As noted above, CMS has already proposed changes to the Two Midnight policy as part of its 2016 outpatient hospital proposed rule. Cost Of New Medicaid Enrollees Higher Than Estimated: On July 10, 2015, CMS released its 2014 Actuarial Report on the Financial Outlook for Medicaid. The report found that health insurance costs for new Medicaid enrollees are higher than initially estimated. Earlier estimates assumed that the cost of new Medicaid enrollees would be 1% less than those already enrolled. However, adults who were newly eligible for Medicaid benefits cost the federal government $5,517 on average in 2014, while individuals already enrolled in Medicaid cost $4,650. In general, total Medicaid spending grew 9.4% between 2013 and 2014. These statistics may encourage future debate over whether Medicaid expansion is too costly.

CMS, AMA Announce Steps to Ease ICD-10 Transition/ Lawmakers Propose Transition Period for ICD-10

With the transition from ICD-9 to ICD-10 quickly approaching on October 1, 2015, CMS and the American Medical Association (“AMA”) announced several new policies to help ease the transition to ICD-10 coding. For one year, CMS will not deny Medicare Part B claims based solely on the specificity of the ICD-10 diagnosis code, provided the physician submits a valid code from the right family of codes. CMS will also provide a variety of training and educational resources, such as an ICD-10 Ombudsman to answer physician questions about ICD-10. In the meantime, Congress continues to consider a possible delay.

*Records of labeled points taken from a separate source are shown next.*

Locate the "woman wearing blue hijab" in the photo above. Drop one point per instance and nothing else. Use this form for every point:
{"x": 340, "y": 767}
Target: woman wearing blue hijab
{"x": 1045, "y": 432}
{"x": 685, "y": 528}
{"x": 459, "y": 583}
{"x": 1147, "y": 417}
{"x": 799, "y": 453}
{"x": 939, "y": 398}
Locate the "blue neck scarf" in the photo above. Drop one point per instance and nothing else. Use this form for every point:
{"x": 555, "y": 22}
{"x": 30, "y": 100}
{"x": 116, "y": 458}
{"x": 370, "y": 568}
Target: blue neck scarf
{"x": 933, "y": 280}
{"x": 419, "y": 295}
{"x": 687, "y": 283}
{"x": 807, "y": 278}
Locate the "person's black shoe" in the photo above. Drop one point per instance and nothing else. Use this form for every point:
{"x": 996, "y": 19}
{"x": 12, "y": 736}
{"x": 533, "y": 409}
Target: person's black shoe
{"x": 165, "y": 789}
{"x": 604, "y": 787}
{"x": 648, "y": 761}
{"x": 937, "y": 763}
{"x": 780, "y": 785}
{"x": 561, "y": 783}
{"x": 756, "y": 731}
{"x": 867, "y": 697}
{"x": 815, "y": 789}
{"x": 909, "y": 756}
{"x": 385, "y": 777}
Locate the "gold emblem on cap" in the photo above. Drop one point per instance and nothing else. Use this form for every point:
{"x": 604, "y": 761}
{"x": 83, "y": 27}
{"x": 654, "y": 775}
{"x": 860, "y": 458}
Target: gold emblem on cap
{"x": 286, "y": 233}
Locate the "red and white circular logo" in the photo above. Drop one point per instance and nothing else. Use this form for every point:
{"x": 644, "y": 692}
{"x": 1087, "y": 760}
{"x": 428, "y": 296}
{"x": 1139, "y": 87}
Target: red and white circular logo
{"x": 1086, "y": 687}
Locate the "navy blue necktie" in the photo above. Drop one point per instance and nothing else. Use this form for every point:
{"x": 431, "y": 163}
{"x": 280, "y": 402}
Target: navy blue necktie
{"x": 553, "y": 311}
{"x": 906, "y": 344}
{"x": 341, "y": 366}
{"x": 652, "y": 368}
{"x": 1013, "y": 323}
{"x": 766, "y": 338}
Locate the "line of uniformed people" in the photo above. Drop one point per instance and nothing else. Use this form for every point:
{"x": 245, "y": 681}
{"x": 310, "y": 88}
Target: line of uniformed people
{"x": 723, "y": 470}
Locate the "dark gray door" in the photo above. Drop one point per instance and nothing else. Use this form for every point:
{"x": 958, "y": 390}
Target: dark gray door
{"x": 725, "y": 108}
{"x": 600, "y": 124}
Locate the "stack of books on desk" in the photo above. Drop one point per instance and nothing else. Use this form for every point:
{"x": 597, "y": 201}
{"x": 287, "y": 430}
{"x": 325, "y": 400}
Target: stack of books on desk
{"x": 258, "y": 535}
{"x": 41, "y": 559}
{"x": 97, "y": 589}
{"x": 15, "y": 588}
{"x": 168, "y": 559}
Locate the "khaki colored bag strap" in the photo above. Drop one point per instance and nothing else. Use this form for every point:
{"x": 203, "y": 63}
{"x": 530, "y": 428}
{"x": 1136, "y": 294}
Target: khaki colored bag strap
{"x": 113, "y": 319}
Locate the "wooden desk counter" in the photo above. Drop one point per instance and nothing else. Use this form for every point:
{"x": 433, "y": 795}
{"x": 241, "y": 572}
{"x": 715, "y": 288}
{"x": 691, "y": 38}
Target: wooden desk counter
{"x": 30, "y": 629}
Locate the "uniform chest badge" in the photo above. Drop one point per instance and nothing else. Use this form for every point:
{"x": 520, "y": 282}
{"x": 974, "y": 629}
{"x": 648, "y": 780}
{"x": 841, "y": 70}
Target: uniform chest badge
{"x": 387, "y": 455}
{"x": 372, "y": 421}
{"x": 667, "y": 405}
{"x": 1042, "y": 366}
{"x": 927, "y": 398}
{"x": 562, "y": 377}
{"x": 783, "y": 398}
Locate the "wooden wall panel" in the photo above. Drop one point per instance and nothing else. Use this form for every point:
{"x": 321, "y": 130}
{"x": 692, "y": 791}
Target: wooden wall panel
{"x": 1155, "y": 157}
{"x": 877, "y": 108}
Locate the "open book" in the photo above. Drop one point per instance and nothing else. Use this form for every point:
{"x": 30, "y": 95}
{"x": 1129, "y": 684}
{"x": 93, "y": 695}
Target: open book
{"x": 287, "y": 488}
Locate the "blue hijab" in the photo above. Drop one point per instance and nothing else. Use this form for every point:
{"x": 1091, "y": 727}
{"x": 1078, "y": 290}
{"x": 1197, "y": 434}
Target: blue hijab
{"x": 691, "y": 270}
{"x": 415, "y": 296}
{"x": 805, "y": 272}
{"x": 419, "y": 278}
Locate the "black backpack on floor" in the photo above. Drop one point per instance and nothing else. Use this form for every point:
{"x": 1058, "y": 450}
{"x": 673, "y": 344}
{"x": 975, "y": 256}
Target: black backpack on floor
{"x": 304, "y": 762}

Representatives Marsha Blackburn (R-Tenn.) and Tom Price (R-GA) introduced the Coding Flexibility in Healthcare Act of 2015 (HR 3018) on July 10, 2015, that would allow both ICD-9 and ICD-10 coding during a six-month transition period from October 1, 2015 to April 1, 2016. The bill would also require a report to Congress on the ICD-10 transition 90 days after the ICD-10 implementation date. LeapFrog Group Reports Results of 1500-Hospital Survey – Hospital-Acquired Conditions Remain a Problem: On July 9, 2015, the Leapfrog Group released its 2014 Hospital Survey of quality and safety measures. Of the 1,500 hospitals that responded, one in six had higher than expected rates for central-line infections. In addition, 48 percent of reporting hospitals had a higher than expected rate of catheter-associated urinary tract infections. Compliance with safety practices endorsed by the National Quality Forum is high among hospitals, but rural hospitals lag behind. About 20 percent more urban hospitals met Leapfrog’s standards for safety than rural hospitals. The survey found that while hospitals still face problems with hospital-acquired conditions, they are improving in other quality areas, such as hand washing compliance and intensive care unit staffing practices.